Background
Bacteraemia in neonates is a major cause of morbidity and mortality.1
Despite advancements in medicine, the rapid and precise identification of neonatal sepsis through clinical evaluation and laboratory investigations still poses a significant challenge. It is imperative to detect bacteraemia and sepsis as early as possible, as delayed diagnosis and/or late commencement of antibiotic therapy can cause severe complications, including multisystem failure and death. The clinical manifestations of neonatal infections are often indistinct and could mimic various newborn conditions. Clinical signs such as apathy, compromised perfusion, respiratory distress and haemodynamic instability increase the suspicion of sepsis. The recent advances in technological utilities that facilitate the identification of sepsis-related genes, mRNA, proteins and metabolites in biological samples (such as integration of AI software and OMIC technology), are being considered tools for early sepsis detection, however, these utilities are still under investigation.2
Systemic inflammatory responses can be triggered by blood infections leading to multiorgan failure affecting, among others, the brain, lungs, kidneys and haematopoietic system. Haematological abnormalities such as leucocytosis, leucopenia and thrombocytopaenia are common during infections and serve as indicators of disease severity.

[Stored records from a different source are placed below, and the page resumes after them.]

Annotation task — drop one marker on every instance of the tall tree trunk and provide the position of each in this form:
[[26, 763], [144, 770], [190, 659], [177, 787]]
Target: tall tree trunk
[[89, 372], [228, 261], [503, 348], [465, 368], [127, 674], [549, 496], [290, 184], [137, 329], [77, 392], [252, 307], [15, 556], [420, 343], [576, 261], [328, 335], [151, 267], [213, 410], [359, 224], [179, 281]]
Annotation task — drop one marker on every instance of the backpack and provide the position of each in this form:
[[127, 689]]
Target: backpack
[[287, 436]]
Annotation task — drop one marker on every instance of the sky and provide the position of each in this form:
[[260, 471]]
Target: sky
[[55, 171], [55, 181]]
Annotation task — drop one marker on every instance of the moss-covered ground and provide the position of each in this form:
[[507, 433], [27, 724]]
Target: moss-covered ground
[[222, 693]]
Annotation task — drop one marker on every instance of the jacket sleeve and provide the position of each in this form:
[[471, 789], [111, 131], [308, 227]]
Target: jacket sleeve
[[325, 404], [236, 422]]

Another established marker is the elevation of C reactive protein (CRP) levels, usually observed from around the second day of infection.3
Neonatal sepsis is broadly categorised into early sepsis, caused by organisms acquired perinatally, and late-onset sepsis (LOS), which appears after three calendar days from birth in hospitalised neonates (defined by ‘Identifying Healthcare Associated Infection, January 2024), usually, due to postnatal hospital-acquired organisms.4 While early sepsis incidence has declined due to antibiotic administration during childbirth, late sepsis episodes have risen. Preterm neonates or those with low birth weight are 3–10 times more susceptible to sepsis than full-term, normal-weight infants.5 6
Thrombocytopaenia in neonates, defined as platelet counts below 150 x10ˆ9/L, is frequently perceived as an indicator of severity during sepsis.7 This finding is often concurrent with early infection signs and might worsen rapidly, with the platelet count nadir typically noted between 24 and 48 hours.8
The half-life of platelets in the blood circulation is 7–10 days. Newly released platelets are comparatively large relative to ‘older’ platelets. The average size and maturity of circulating platelets are expressed as mean platelet volume (MPV), which is calculated as the plateletcrit divided by the total platelet count (TPC) and is part of a complete blood count (CBC).9–12 The average volume of the platelets in the blood circulation is between 7 and 9 fL.13 A high MPV value indicates an increased production of platelets by the bone marrow to compensate for destroyed platelets. Platelet volume in the blood offers a more comprehensive picture of platelet functionality when compared with platelet count.
There are several studies that have demonstrated the use of a high MPV as a predictor of mortality in early sepsis.14–18 There is one case–control study that suggests a relationship between MPV and LOS in preterm infants.19
Our study aims to evaluate the association between MPV and LOS in preterm infants.